Camera-Based Gesture Recognition for Robot Control

  • Authors:
  • Affiliations:
  • Venue:
  • IJCNN '00 Proceedings of the IEEE-INNS-ENNS International Joint Conference on Neural Networks (IJCNN'00)-Volume 4 - Volume 4
  • Year:
  • 2000

Quantified Score

Hi-index 0.00

Visualization

Abstract

Several systems for automatic gesture recognition have been developed using different strategies and approaches. In these systems, the recognition engine is mainly based on three algorithms: dynamic pattern matching, statistical classification, and neural networks (NN). In that, paper we present four architectures for gesture-based interaction between a human being and an autonomous mobile robot using the above mentioned techniques or a hybrid combination of them. Each of our gesture recognition architecture consists of a preprocessor and a decoder. The preprocessor, which is common to every system, receives an image as input and produces a continuous feature vector. The task of the decoder is to decode a sequence of these vectors into an estimate of the underlying movement. In the first three systems to determine that estimate, we formally consider the recognition problem as a statistical classification task. Three different hybrid stochastic/connectionist architectures are considered. In the first approach, NNs are used for the classification of single feature vectors while Hidden Markov Models (HMM) for the modeling of sequences of them.
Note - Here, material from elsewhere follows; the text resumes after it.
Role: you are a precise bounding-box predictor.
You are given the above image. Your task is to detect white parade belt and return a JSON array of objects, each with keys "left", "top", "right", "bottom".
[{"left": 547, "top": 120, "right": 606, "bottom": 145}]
In the second, a Radial Basis Function (RBF) network is directly used to compute the HMM state observation probabilities. In the third system that probabilities is calculated by means of recurrent neural networks (RNN) in order to take into account the context information from the previously presented feature vectors. In the last system, we face the recognition task as a template-matching problem by making use of dynamic programming techniques. Here the strategy is to find the minimal distance between a continuous input feature sequence and the classes. Preliminary experiments with our baseline systems achieved recognition accuracy up to 92%. All systems use input from a monocular color video camera, are user-independent but so far, they are not yet real-time.